The next afternoon on her return from school, Miranda found a letter in the box, directed in a round, bold, and unfamiliar hand; moreover, it was for her. Therefore, as it was a man's writing it must be from Jim. Instead of opening it as she walked along, half a dozen children struggling on before or at her side, she dropped it in her pocket and then smiled to find, a few minutes later, when she reached her gate and needed a hand to open it with that it had remained inside the pocket caressing the square of paper.
Widow Banks was then "accommodating" at the house of the new ticket agent and telegraph operator, who had pneumonia, as his wife was obliged to fill his place. The Banks' house was empty save for the cat who purred before the stove, there was no necessity for seeking privacy; yet Miranda went through the kitchen and shut herself into the little storm porch before she opened the envelope, and held the sheet close to the single diamond pane in the outer door that she might read.
"Yours with Compliments, "JIM BRADLEY."
The last Saturday morning of February did not really dawn, for the discouraged light merely struggled with a snowstorm so dense that the rays only penetrated by refraction. A little before noon the fall ceased, but the sky would not relax, and scowled dark and sullen as if with the pain of its recent effort, the snow lay heavy on hill and lowland, covering land and water alike; and, lodging on the ice, completely obliterated the boundary of the usually assertive Moosatuck.

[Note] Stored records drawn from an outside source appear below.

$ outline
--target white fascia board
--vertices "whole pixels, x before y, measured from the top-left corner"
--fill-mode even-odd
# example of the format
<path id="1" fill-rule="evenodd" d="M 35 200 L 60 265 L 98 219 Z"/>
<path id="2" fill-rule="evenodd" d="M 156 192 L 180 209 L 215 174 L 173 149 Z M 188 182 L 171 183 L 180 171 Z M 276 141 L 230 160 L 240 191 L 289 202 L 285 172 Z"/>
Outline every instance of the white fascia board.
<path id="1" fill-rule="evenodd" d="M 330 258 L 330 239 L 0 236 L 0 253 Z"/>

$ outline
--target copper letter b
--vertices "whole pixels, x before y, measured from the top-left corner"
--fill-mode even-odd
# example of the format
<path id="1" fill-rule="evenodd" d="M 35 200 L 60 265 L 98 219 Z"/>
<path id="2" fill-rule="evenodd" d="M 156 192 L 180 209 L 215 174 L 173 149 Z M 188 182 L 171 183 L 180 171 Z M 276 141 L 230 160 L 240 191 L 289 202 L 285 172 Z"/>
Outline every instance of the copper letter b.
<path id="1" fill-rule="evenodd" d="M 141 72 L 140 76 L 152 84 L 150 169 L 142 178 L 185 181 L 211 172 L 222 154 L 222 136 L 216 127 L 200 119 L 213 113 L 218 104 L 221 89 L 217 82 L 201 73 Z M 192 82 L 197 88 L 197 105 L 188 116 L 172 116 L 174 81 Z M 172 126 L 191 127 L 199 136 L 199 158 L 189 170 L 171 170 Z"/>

A few crows, cawing dismally, straggled toward what had been down stream from their cedar roosts, but all other sounds were muffled. It was almost noon before the village, headed by the first selectman with two yokes of oxen and as many ploughs, dug itself out; and a great snow-plough bound north cleared the rails for the morning mail train, now hours late. Meanwhile Mr. Sweezy, the host of the "Depot Hotel," the wit of the reconstructed Hattertown, did a thriving trade with many usually abstemious citizens exhausted by the wielding of snow shovels, in beverages that did not bear the label "soft drinks," and the ticket agent's wife in the little booth struggled with and made more incoherent the reports that came over the snow-laden wires.